Elle sera de surcroît non conforme à l’esprit de la loi de 1905 : les législateurs ont alors refusé les exhortations des laïques radicaux à « punir » l’Église catholique pour son opposition furieuse à la loi. Ceux qui ont gagné la bataille – Aristide Briand et Jean Jaurès – n’ont en effet pas voulu juger l’Église, ses valeurs et sa politique ou ses contenus religieux, à partir de leurs propres critères « éclairés » ; ils ne lui ont pas demandé de changer ses mœurs ; ils ont choisi d’ignorer que l’Église de France était une organisation supranationale qui recevait – ô combien au moment de la séparation ! – ses ordres de Rome, car ils savaient aussi qu’ils étaient approuvés par des catholiques français et qu’il fallait parier sur eux pour l’avenir. Ils ont préféré tracer une ligne de séparation claire, aussi nette que possible dans ses principes, en disant à l’Église : « C’est comme ça et pas autrement », sans justifications idéologiques ou philosophiques. L’Église était renvoyée à ses responsabilités dans l’État désormais laïque, où la liberté religieuse lui était garantie – dans les limites de l’ordre public, où les litiges sont jugés par la loi, c’est-à-dire par un juge qui apprécie la réalité ou non de l’atteinte à l’ordre public (et non pas à la laïcité) – et puis basta.

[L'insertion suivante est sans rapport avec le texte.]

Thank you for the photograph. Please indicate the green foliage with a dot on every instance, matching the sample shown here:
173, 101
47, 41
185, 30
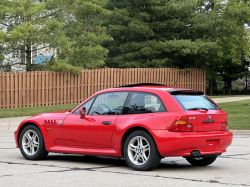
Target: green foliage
28, 26
84, 35
227, 61
158, 33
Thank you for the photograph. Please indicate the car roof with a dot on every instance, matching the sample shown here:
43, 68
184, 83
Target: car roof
153, 86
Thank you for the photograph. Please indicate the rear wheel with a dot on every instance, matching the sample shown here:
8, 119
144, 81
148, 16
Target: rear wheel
31, 143
140, 151
201, 161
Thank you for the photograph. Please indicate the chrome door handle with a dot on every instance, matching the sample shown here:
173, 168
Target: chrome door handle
106, 122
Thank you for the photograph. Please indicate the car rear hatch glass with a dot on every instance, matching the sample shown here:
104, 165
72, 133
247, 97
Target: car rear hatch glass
202, 112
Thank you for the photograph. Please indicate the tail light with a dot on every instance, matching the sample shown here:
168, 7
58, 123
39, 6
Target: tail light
181, 126
225, 125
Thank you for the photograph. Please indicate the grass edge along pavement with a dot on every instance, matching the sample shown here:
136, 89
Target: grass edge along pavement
238, 112
30, 111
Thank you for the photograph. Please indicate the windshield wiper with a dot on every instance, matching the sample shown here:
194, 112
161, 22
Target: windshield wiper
198, 108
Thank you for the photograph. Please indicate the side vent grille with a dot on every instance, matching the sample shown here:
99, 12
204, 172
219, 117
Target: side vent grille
50, 122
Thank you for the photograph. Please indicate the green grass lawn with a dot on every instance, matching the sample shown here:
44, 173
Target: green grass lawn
238, 112
16, 112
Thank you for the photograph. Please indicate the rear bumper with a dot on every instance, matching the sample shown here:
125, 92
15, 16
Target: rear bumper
181, 144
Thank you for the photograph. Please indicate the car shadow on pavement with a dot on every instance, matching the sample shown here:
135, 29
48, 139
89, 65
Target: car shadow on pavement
113, 161
87, 159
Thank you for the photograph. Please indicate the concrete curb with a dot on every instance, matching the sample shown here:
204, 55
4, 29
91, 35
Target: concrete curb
241, 132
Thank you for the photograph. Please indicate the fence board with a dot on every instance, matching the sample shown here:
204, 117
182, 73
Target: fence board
55, 88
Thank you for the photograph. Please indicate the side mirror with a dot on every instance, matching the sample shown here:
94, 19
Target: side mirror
82, 112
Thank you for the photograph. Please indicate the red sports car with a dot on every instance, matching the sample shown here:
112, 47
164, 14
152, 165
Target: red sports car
142, 123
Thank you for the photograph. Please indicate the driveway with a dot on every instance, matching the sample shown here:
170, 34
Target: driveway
230, 169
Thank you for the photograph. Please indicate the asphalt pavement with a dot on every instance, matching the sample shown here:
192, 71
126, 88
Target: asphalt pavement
230, 169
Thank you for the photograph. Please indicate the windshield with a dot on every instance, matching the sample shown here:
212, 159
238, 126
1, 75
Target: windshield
195, 102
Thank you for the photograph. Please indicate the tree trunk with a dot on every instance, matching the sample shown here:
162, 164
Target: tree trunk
210, 87
228, 86
28, 59
246, 82
88, 24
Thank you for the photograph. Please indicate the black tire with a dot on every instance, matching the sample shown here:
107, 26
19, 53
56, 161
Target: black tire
201, 162
153, 156
39, 152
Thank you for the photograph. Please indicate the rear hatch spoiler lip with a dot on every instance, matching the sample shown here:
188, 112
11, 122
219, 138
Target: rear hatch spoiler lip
185, 91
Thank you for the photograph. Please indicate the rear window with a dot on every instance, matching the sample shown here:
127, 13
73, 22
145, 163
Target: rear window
189, 102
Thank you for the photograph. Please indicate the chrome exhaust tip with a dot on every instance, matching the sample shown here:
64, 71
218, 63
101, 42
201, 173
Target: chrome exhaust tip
195, 153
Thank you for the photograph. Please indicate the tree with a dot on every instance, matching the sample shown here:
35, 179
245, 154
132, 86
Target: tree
28, 26
158, 33
232, 41
84, 35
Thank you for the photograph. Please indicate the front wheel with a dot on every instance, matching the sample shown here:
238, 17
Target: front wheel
31, 143
201, 161
140, 151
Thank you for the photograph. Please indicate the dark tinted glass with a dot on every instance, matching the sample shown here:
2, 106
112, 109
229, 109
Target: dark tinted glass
189, 102
86, 105
141, 102
109, 103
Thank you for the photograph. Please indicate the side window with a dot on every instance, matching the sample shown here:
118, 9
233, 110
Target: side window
86, 105
142, 102
109, 103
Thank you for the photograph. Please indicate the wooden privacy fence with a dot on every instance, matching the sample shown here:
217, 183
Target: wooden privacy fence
42, 88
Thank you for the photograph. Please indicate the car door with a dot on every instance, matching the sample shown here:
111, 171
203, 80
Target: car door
97, 127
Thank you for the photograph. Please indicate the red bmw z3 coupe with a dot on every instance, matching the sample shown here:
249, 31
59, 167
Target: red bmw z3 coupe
142, 123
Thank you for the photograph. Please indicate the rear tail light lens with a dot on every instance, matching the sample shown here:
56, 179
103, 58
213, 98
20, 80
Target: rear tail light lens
181, 126
225, 125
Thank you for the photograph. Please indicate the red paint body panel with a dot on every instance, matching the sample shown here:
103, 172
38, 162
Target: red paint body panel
108, 152
181, 144
158, 121
90, 137
88, 132
218, 116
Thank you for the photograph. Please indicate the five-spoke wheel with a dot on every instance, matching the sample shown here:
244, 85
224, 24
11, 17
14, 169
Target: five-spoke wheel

Il ne s’agit pas de nier les injustices spécifiques, les restrictions à la liberté et à l’égalité infligées aux femmes musulmanes par leur mari, leur père, leurs frères, leurs imams, leurs États. Mais c’est une question de l’islam global, dont la solution appartient aux musulmanes elles-mêmes – et aux musulmans ! – et non pas aux injonctions de la laïcité française. Plus généralement, si les religions en général sont en deçà des droits humains définis par la Déclaration de 1948, ce n’est pas à la laïcité, mais à l’État de droit démocratique de définir l’écart qui est acceptable pour un moderne. La laïcité définit seulement ce qui est le territoire de l’État, où les religions doivent éviter de faire valoir leurs lois religieuses.
- 1.
Roseline Letteron, « Le “burkini” bafoue les droits des femmes », Le Monde, 20 août 2016.
- 2.
Jean Baubérot, Les 7 Laïcités françaises, Paris, Maison des sciences de l’homme, 2015.